Thanks for Mr.Crum, who has cooked this superior chips, :D

POPCORN

Pop... Pop Pop Pop (umm.. sounds delicious) Who doesn't know popcorn the famous snack ever, fluffy, cruncy, what do you like? buttery, caramel, or marshmallow u can decide the taste that make you happy, but do you know popcorn is an ancient snacks, and cave people already eat popcorn before Christopher Colombus reached Americas, do you can imagine flintsone eat a popcorn, not a popstone hehe.... 

The Story Of "Pop"Corn

The oldest popcorn ever found was discovered in the "Bat Cave" of central New Mexico. It is thought to be about 5,600 years old. In tombs in Peru, archaeologists found ancient kernels of popcorn that are so well preserved that they can still pop.
Sometimes, conditions can preserve ancient popcorn so perfectly that it still looks fluffy and white when the dust is blown off of it. In a cave in southern Utah, researchers found surprisingly fresh-looking 1,000-year-old popcorn.
Popcorn was probably an important part of life in the ancient Americas. On a 1,700-year-old painted funeral urn found in Mexico, a corn god is shown wearing a headdress of popcorn. Decorated popcorn poppers from around the same time have been found in Peru.

Cortez, another European global explorer, wrote in his diaries Aztecs decorated ceremonial garb with popped corn. He noted it symbolized goodwill and peace and how the Aztecs made necklaces and other ornaments for the god's statues with the grain, especially that of the god Tialoc, the god of rain, fertility and maize (corn).
An amazingly clear documentation of popcorn comes from an early account of a Spaniard. He records observations of a ceremony honoring the Aztec god watching over fishermen. "They scattered before him parched corn, called momchitl, a kind of corn that bursts when parched and discloses its contents and makes itself look like a very white flower; they said these were hailstones given to the god of water."
French explorers, about 1612 in the Great Lakes region, made mention in their documents the use of popcorn by the Iroquois. This popcorn was popped in pottery with heated sand. The Frenchmen took part in an Iroquois dinner that included popcorn soup and popcorn beer. 

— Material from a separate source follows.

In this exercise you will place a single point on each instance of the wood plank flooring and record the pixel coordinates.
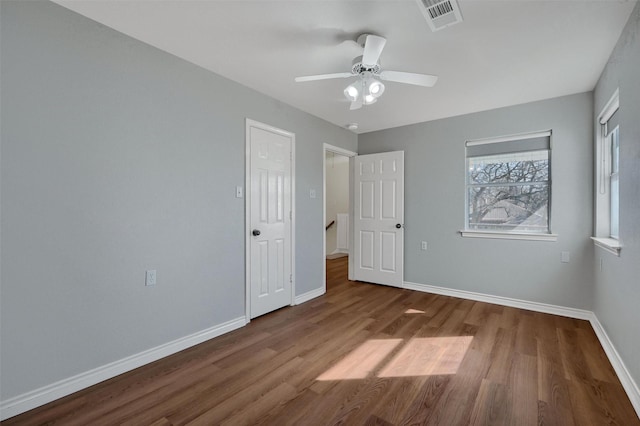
(369, 355)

                                              credits Photo : http://adiastock.deviantart.com

Why This Corn Can "Pop"

A popcorn kernel is actually a seed. Like other seeds, inside it has a tiny plant embryo (a life form in its earliest phase). The embryo is surrounded by soft, starchy material that would give the embryo energy for growing into a plant. A hard, glossy shell protects the outside of the seed.
The soft, starchy material holds some water. When the kernel is heated to a high heat (400 degrees F), the water inside the kernel turns into steam. The pressure from the steam causes the kernel to explode. The soft starch inside bursts out at about 40 times its original size, turning the kernel inside out. This creates the fluffy white area of a popped kernel.
The ideal popcorn kernel contains about 14 percent moisture. If the popcorn is much drier, it will not pop. Popcorn kernels should be kept in a tightly sealed jar so that they will not dry out.